Nach der Wahl von Joe Biden zum US-Präsidenten betont die EU die Bedeutung einer transatlantischen Zusammenarbeit, um gemeinsam die globalen Standards für die Digitalisierung zu setzen. Wie bewerten Sie das?
Die transatlantische Allianz wird von Ländern angeführt, die den digitalen Kapitalismus kontrollieren und beherrschen. Beim Wettlauf der führenden westlichen Industrienationen mit China geht es um den Ausbau und den Erhalt der Vormachtstellung in der Digitalwirtschaft. Grundsätzlich sollte Afrika sich im Umgang mit Dritten immer von seinen eigenen Interessen leiten lassen und vermeiden, in die strategischen Streitigkeiten zwischen China, der EU und den USA zu geraten. Stattdessen muss der afrikanische Kontinent seinen eigenen ‚digitalen Fußabdruck‘ vergrößern. Die bisherige Ausrichtung der afrikanischen Freihandelszone AfCFTA muss deswegen überdacht werden.
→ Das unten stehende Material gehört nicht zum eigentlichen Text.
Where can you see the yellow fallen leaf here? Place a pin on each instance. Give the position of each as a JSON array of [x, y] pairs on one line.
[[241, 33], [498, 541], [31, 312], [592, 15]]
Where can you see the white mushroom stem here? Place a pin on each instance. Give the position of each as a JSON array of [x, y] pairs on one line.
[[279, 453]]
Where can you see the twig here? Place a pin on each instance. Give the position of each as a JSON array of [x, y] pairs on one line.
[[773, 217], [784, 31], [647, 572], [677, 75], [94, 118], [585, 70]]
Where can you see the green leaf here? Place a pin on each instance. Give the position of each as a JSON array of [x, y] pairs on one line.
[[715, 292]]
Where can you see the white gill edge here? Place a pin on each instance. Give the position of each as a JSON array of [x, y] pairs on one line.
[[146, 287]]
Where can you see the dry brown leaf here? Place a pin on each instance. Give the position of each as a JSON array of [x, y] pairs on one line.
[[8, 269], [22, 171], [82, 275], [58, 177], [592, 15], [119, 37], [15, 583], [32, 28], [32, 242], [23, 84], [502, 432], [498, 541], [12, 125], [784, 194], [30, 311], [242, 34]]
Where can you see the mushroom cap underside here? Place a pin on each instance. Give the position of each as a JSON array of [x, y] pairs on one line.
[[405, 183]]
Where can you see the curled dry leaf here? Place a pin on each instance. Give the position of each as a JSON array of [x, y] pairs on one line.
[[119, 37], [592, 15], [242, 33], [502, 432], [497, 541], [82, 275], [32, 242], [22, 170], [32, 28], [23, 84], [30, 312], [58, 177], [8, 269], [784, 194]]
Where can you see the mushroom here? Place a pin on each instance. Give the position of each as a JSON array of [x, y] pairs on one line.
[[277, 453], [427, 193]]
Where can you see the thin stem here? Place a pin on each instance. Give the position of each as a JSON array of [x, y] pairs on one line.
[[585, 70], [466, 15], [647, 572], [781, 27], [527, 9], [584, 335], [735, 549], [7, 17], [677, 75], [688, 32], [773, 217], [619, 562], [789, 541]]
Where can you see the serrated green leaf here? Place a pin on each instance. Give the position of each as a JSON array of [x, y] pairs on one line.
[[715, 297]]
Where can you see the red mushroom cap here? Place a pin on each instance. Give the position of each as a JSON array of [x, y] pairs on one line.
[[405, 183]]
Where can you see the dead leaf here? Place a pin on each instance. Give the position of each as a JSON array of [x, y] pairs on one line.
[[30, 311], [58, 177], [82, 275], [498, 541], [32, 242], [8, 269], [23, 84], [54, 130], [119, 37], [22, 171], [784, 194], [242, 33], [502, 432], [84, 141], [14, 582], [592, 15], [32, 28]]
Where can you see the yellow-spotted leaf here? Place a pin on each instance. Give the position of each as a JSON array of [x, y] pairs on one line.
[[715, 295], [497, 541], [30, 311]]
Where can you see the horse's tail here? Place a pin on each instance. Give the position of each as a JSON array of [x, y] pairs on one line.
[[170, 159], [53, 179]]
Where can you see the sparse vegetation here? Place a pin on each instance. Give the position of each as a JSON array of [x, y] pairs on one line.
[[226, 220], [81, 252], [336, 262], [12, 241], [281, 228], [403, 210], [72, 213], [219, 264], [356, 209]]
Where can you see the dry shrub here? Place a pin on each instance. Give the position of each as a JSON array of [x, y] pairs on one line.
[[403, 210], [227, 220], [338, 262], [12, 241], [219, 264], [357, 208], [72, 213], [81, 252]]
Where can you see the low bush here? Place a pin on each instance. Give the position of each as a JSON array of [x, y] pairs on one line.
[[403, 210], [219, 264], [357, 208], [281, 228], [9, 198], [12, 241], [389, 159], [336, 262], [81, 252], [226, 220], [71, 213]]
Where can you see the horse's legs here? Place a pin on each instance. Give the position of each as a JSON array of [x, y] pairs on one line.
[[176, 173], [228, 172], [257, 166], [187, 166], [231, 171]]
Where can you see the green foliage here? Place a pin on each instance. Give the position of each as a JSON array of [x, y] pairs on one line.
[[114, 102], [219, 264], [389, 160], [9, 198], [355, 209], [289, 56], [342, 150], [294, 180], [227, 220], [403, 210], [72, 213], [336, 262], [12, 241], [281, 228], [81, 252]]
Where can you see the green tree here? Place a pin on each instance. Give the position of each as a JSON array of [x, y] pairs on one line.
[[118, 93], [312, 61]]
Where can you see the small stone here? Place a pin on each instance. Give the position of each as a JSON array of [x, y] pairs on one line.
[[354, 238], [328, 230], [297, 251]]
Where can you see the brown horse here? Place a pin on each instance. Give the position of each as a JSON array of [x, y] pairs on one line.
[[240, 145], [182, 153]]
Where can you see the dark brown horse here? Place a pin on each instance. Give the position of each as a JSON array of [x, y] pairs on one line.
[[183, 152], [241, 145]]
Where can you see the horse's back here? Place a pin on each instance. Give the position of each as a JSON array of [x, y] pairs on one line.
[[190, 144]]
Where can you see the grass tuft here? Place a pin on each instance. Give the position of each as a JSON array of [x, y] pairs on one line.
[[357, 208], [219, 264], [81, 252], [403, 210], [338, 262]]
Auch die aktuelle Strategie für die digitale Transformation in Afrika (2020-2030) bedarf einer Neuorientierung, da deren Entwicklung weitgehend von Europa und den USA beeinflusst wurde.
Wie müsste denn eine Digitalpolitik mit der EU und den afrikanischen Staaten auf Augenhöhe aussehen?
Eine partnerschaftliche Digitalpolitik erfordert die Neubewertung sowie grundlegende Umstrukturierung der Beziehungen, um das seit der Kolonialzeit bestehende Ungleichgewicht zu beseitigen. Außerdem bedarf es gegenseitigen Respekts. Diese Aspekte wurden in der bisherigen EU-Afrika-Partnerschaft nicht berücksichtigt. Europas Paternalismus widerspricht den Erwartungen und Interessen Afrikas.